The purpose of this assignment was to build on our understanding of chemical structures by relating the structures of specific molecules to their reactivity, uses, and influence throughout history and society.
We also set out to learn how to critically read scientific literature adapted for classroom use to determine the central ideas or conclusions, and in turn, to communicate the scientific and technical information presented.
Overall, the project was a lesson in Lewis Theory, chemical bonding, and organic chemistry that also takes an interdisciplinary approach and allows students to investigate historical events and filmmaking!
Students were assigned to read a chapter from Napoleon’s Buttons (Le Couteur and Burreson, 2003), a fascinating book that explains how 17 molecules affected human history, health, economics, and geopolitics.

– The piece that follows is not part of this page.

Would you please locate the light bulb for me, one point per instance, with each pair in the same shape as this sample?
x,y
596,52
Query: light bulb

From there, they were required to storyboard, film, and edit an informative video synopsis and explanation of their molecule.
At the end of the project, student videos were posted to our online discussion board for viewing, reflection, and conversation.
Click the link below to open and view the full assignment handout.
Student Work Artifacts
Below are some examples of student videos. In each of these examples, the content of the video is accurate and thoroughly supported with evidence based on student research and the provided text. The organization of each is easy to follow with an effective introduction to capture the audience’s attention and a conclusion that clearly summarizes the main points. Finally, the visual quality enhances the information being presented, and immense dedication to excellence and creativity is apparent. These videos all received marks within the range of Excellent Mastery (90%-100%). Enjoy!
I believe the lesson, in general, was a success in meeting the objectives and in student learning.
As with any first-time assignment, there are still some small things to correct that could make the project even more impactful. For example, the original time constraint of the video was set from 2 to 3 minutes. Most student groups, however, needed more than 3 minutes to tell their whole story effectively. Also, one month’s time was estimated for completion of the draft and final video. Again, this turned out to not be enough time since students were required to demonstrate their understanding of chemical structures before storyboarding and asked to consult with the technical advisor for help in storyboarding, filming, and editing. Next time, I would create a different timeline for completion of the lessons and video project that allows students more time for reflection and editing.
Though traditional literacy skills of reading and writing expository text are still important, students today must master a broader set of literacies consistent with the digital age. The design of this project-based lesson lends itself as a tool for teaching those skills as well as chemistry concepts. It also speaks to my professional growth and ability to branch outside of my comfort zone and try something dynamic and daring!